Pr Fatoumata Binta Diallo s’est exprimée ce mardi sur l’affaire d’eau empoisonnée lors de la présidentielle de 2010 en Guinée. Directrice générale de l’hôpital Ignace Deen à l’époque, elle brise le silence, 11 ans après le prétendu empoisonnement d’une eau minérale. D’ailleurs c’est cette histoire qui lui a coûté son poste à la tête de cet hôpital.
Invitée chez nos confrères de la radio espace Fm, elle évoque un rôle joué par l’ancien président Alpha Condé et le Premier ministre de la transition de 2010, Jean Marie Doré. A ses dires, tout est parti d’un meeting animé par le président du RPG. C’est de là que des choses confuses ont commencé à fuiter.
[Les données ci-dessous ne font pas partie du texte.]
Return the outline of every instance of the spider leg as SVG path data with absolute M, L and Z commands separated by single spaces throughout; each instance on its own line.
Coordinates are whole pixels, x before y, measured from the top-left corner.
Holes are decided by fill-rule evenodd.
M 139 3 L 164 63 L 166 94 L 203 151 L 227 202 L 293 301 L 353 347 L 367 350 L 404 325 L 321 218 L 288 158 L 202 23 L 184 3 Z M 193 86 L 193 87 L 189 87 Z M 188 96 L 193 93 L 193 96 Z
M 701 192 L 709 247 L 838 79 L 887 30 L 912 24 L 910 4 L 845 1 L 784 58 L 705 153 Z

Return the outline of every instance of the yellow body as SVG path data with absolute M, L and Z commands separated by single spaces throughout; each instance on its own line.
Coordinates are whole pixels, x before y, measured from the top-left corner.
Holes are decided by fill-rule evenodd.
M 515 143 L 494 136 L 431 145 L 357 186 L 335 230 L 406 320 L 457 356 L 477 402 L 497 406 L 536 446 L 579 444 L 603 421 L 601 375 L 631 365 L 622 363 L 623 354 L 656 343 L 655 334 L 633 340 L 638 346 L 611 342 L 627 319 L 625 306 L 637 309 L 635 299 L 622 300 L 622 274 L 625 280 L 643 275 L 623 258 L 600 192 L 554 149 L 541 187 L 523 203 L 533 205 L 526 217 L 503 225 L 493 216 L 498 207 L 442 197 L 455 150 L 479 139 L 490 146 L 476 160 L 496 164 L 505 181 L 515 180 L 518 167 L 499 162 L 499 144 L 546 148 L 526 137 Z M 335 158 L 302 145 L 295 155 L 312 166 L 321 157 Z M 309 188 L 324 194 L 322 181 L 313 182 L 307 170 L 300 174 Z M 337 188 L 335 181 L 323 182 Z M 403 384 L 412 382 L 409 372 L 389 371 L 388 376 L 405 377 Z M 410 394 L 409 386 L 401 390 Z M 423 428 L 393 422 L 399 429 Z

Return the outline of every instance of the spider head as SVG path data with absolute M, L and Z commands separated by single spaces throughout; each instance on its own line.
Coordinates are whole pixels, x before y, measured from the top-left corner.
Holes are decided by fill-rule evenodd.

« C’était le vendredi 22 octobre après un meeting du Pr Alpha Condé. Le service des urgences m’appelle pour me dire qu’ils ont reçu une dizaine de patients dans état de malaise dont certains s’évanouissent. J’ai essayé d’appeler mon adjoint, je n’ai pas pu. Du coup, je reçois un autre coup de fil pour me dire madame la Directrice il y a eu combien de corps ? Immédiatement je me suis levée, malgré mon état de santé, j’ai dit à la personne qui m’a appelé de me donner 10 minutes, après je vais lui revenir. J’ai foncé à l’hôpital et je suis allée directement à la Morgue. Il n’y avait pas de dépôts de corps, je suis venue au service des urgences, j’ai trouvé près d’une vingtaine de patients qui étaient couchés à même le sol. C’est en ce moment que des journalistes sont venus me demander il ya eu combien de dépôts de corps ? Je leur ai dit qu’il n’ya pas de dépôts de corps. Plutôt nous avons reçu des patients avec des maux de ventre », relate t-elle, avant d’annoncer Alpha Condé dans la danse.
« J’avais dit qu’il fallait attendre les conclusions d’un rapport pour confirmer ou infirmer un empoisonnement. Après le Pr Alpha Condé a dit qu’il vient voir les patients empoisonnés et hospitalisés. J’ai demandé à chaque chef de service de se mettre avec le Pr Alpha Condé. Nous avons fait le tour des patients. Des femmes de Conakry 1 s’étaient introduites dans l’hôpital. Deux d’elles se sont mises devant moi, je les ai entendu dire que c’est moi la Directrice, que c’est moi qui ai dit que leurs enfants ne sont pas malades mais qu’ils ont faim. Du coups, elles m’ont proféré des injures, administré des coups, elles m’ont cassé deux côtes. J’ai été nommée par décret, mais révoquée par arrêté. Donc il ya eu cet acte qui me révoquait. C’est à la radio j’ai appris mon remplacement par mon adjoint. C’est feu Jean Marie Doré qui m’avait révoqué. Après avoir adressé un courrier à la présidence, j’ai été remise en service par un nouveau décret jusqu’au second tour de la présidentielle. Toutes les dispositions ont été prises pour que les choses se passent bien. Après l’investiture du Président, le tout premier décret qui devrait nommer le gouvernement, est tombé sur moi pour me limoger et remplacer par Dr Awada, il est Docteur et moi je suis professeure titulaire, c’est le dernier grade. Le décret qui devrait nommer les ministres, c’est là que Fatoumata Binta Diallo se retrouve », poursuit Pr Fatoumata Binta Diallo.
A la question de savoir s’il y a eu des morts ou pas, elle répond par la négation. Elle dit avoir refusé l’exigence faite par les autorités d’alors, qui voulaient lui faire confirmer des décès qui n’ont pas existé.
« Aujourd’hui on peut en parler. Les jeunes qui sont allés en tant que patients, l’un d’eux est allé aux toilettes, il revient dire au médecin qu’il a vomis un crapeau. Il y a eu des charlatans qui étaient venus dans l’hôpital pour s’occuper de ces enfants. En ce moment, je m’occupais de mes cottes cassées. Mais si j’affrimais qu’il ya eu empoisonnement, j’aurais été ministre. On voulait que j’affirme qu’il ya eu des morts par empoisonnement. Mais moi j’ai refusé de dire qu’il ya eu des morts, parce que j’ai pensé à la République. Si je disais qu’il ya eu empoisonnement, il y aurait une guerre civile. Il faut dire clairement qu’il n’y a pas eu empoisonnement », confie l’ancienne Directrice de l’hôpital.